The blasts in Helmand and Grozny are sufficient to dispel such optimistic hokum forever. Like any other inanimate object, a bicycle is morally neutral. It might be beautiful, practical and ingenious, but it is the cyclist, not the cycle that is the force for good or evil.
I would still like to think that, on balance, bicycles tend to encourage good behaviour, but there is no room to be blasé. If cyclists want to inhabit the moral high ground, then it is the decisions that we make about how we ride our bicycles, day in day out that matter. Whether or not we jump red lights, whether we are courteous to other road users, and whether we are respectful of pedestrians is, quite rightly, what we will be judged upon. Indeed, every time we venture out on our bikes, we are ambassadors for our chosen form of transport.
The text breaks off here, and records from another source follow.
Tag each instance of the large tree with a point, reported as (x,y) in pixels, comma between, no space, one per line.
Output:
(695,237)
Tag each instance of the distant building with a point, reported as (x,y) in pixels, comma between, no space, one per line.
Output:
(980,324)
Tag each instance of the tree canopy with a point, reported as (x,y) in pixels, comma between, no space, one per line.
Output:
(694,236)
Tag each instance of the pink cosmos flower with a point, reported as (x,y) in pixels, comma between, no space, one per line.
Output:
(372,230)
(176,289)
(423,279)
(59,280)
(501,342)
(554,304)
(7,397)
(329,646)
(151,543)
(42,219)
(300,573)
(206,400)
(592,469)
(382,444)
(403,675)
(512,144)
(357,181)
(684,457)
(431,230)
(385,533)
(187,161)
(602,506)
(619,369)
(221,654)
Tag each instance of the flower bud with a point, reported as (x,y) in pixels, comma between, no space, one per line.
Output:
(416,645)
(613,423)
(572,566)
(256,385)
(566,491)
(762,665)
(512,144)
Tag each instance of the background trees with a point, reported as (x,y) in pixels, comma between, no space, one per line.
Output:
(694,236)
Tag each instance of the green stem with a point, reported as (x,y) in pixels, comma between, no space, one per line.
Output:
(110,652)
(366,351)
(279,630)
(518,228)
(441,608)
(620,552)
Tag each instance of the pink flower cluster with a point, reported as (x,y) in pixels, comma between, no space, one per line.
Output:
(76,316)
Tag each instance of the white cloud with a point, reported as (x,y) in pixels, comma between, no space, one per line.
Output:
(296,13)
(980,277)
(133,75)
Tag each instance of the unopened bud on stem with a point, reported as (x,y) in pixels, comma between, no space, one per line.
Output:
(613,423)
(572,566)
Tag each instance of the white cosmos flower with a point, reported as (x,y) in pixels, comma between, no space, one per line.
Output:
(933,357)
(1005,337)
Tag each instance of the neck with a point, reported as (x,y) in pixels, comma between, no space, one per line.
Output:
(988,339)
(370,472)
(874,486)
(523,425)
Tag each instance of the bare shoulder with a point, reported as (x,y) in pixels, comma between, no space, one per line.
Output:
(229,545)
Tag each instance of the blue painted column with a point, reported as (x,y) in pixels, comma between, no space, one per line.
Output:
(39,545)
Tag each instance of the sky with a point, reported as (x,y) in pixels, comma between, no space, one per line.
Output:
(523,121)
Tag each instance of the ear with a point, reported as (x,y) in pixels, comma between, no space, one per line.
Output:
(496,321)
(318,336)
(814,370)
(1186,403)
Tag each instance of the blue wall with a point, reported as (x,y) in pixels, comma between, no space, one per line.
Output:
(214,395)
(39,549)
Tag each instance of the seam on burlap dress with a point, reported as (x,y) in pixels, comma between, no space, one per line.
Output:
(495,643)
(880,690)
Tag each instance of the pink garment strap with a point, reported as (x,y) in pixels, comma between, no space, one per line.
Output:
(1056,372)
Nothing that we do today, tomorrow of the day after will make any difference to the dead in Chechnya or Afghanistan of course. The better we behave, however, the more entitled we will be to our conviction that we, at least, are on the side of the angels.
TD Mar 10
On 19 May 2010 the New York Times reported another bicycle bomb – this time in northwest Pakistan. It exploded as a police convey passed by and killed at least 11 people, including a senior police officer.
On 20 June 2010 the New York Times reported that a man in San Bernadino, California, cycled up to a resturant and shot his step daughter and three members of her family. The suspect, Jimmy Schlager, 56, then turned one of his two hand guns on himself. Witnesses said that Schlager walked directly up to the family’s table in the Del Taco resturant, said something to the family and then shot his 29 year old step daughter, her husband and her six year old son.
On 27 May 2011 The New York Times reported that a bicycle bomb hhad been detonated in a shopping district in central Istanbul, Turkey. Eight people were wounded when a remoted controlled device concealled in an electric bicycle was detonated in a street close by a police training centre. At the time of this report, no one has claimed responsibility.
On 7 December 2011, The Independent (London) reported that 55 people died in Afghanistan after a bicycle packed with explosives was parked in Alikozia Square, 400m from the Blue Mosque in Kabul. The victims were celebrating Ashura, the most important holiday in the Shia callender.